Focusing once again on the mobile hydraulics sector, the moment has come to talk about equipment charging. Dynamically energizing the hydrostatic feed loop, a charge pump keeps the equipment responsive. After all, like it or not, hydraulic systems become less efficient as their circuits and circuit elements move away from the system’s prime charging unit. Consequently, a sound equipment charging solution will keep the gear’s closed loop nice and tight.
Reasons for Charging Correctly
Like a flagging muscle, a poorly charged hydraulic line functions like a tired limb. Equipment responsiveness is the cost here, so the charge pump must offset any and all system limitations. Moreover, fluid charging circuits tend to employ feedback controls, which ensure adequate “pushback” if the gear suffers from a performance-hindering system defect. Line leaks and actuator fatigue issues do develop over time, but a properly charged closed-loop will counteract such problems, at least for a time.
Keeping the Equipment Cool
The mechanical limbs of an excavator or crane are moving with maddening slowness because of the low charge. The gear lacks responsive control, plus it’s starting to overheat. Properly charged hydraulic circuits are, to use the musclebuilder’s term, “pumped up” with pure fluid power. If that powerhouse performance drops, then the fluid can’t act as a thermal conductor anymore. The oil can’t remove thermal energy and dissipate it elsewhere, so the equipment heats up and ages. Seals fail, the gear springs a leak, and hydrostatic efficiency sinks low.
A Marked Efficiency Drop-off
Pre-charged and smoothly operating, a system accumulator is performing at its optimized best. Charged improperly, the oil flows with pulsed irregularity. The flow/pressure reservoir for the servo motors and actuators move across their full span, but they do so jerkily. The various moving parts across the whole vehicle are also suffering, for the pumps and motors aren’t receiving sufficient hydrostatic lubrication. Unfortunately, although hydraulic equipment parts are amazingly strong, they are susceptible to fluid “knock-on” effects. If poorly or improperly charged, a whole slew of operational defects will crop up to stymy a frustrated operator.

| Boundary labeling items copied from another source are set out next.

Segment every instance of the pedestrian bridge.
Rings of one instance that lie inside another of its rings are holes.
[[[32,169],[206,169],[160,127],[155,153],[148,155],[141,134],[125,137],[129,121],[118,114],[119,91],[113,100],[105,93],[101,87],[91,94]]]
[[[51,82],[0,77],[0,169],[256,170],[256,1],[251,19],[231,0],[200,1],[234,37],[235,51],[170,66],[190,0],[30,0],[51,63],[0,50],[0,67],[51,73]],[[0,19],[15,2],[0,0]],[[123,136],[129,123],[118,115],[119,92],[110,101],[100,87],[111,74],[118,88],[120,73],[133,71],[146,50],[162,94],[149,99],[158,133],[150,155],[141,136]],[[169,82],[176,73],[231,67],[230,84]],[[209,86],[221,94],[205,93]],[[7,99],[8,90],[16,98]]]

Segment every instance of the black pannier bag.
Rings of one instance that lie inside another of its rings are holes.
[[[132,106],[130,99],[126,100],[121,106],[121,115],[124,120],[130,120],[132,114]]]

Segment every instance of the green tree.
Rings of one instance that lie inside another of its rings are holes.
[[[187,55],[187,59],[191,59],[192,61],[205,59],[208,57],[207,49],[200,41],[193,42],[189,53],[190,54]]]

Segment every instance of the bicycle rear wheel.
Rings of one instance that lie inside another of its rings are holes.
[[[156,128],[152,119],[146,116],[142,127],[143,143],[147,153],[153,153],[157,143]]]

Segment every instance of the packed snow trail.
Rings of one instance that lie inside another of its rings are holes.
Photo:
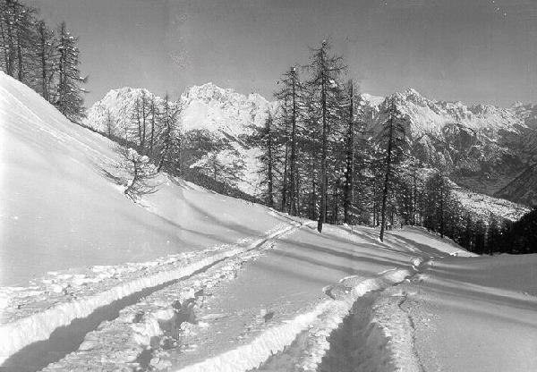
[[[289,232],[299,225],[300,223],[285,224],[282,227],[249,244],[208,249],[206,257],[201,259],[196,260],[197,258],[188,258],[186,260],[164,261],[163,264],[152,267],[152,270],[150,267],[142,271],[141,274],[135,272],[134,274],[138,274],[138,277],[135,276],[130,281],[122,278],[117,281],[116,285],[107,288],[103,292],[94,293],[92,291],[87,291],[85,295],[81,297],[64,297],[60,299],[61,302],[44,311],[32,313],[25,317],[2,324],[0,326],[0,360],[4,362],[25,346],[47,339],[57,328],[68,326],[74,319],[89,317],[100,307],[138,292],[141,296],[147,295],[149,293],[144,292],[144,290],[150,292],[158,289],[158,286],[162,284],[171,284],[174,281],[204,270],[223,259],[257,248],[268,240]]]
[[[402,284],[423,369],[537,370],[536,267],[537,255],[446,258]]]
[[[78,370],[86,368],[88,364],[96,370],[144,366],[147,364],[144,359],[150,359],[150,353],[145,353],[148,348],[155,347],[156,343],[174,342],[169,334],[178,332],[183,322],[192,322],[192,305],[204,292],[221,281],[233,279],[244,262],[255,259],[270,249],[275,240],[292,233],[299,226],[295,222],[292,228],[282,228],[266,239],[256,241],[243,252],[122,309],[116,319],[105,322],[88,334],[79,351],[44,370]]]
[[[381,244],[373,232],[327,225],[322,235],[306,228],[278,241],[264,257],[246,264],[233,285],[217,285],[196,302],[195,318],[202,326],[187,325],[177,346],[152,350],[149,368],[248,370],[315,329],[307,336],[310,351],[301,360],[314,368],[328,348],[328,335],[357,298],[353,296],[399,283],[420,265],[410,253],[417,246],[405,249],[392,236]],[[330,292],[344,300],[323,293],[323,287],[343,276],[344,284]],[[351,297],[345,288],[355,288]]]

The first thing a repair engineer learns is to always look for the obvious defect. If a computer technician sees a computer that’s not functioning, he checks for power first, not a damaged motherboard. And it’s the same with hydraulics equipment. If one or more of the above issues plague a mobile excavator, the repair engineer looks for charge issues first, not for a damaged pump or actuator. The clue’s in the area the fault is found within. Cropping up unpredictably throughout the equipment frame, a hydraulics charge issue is indicated.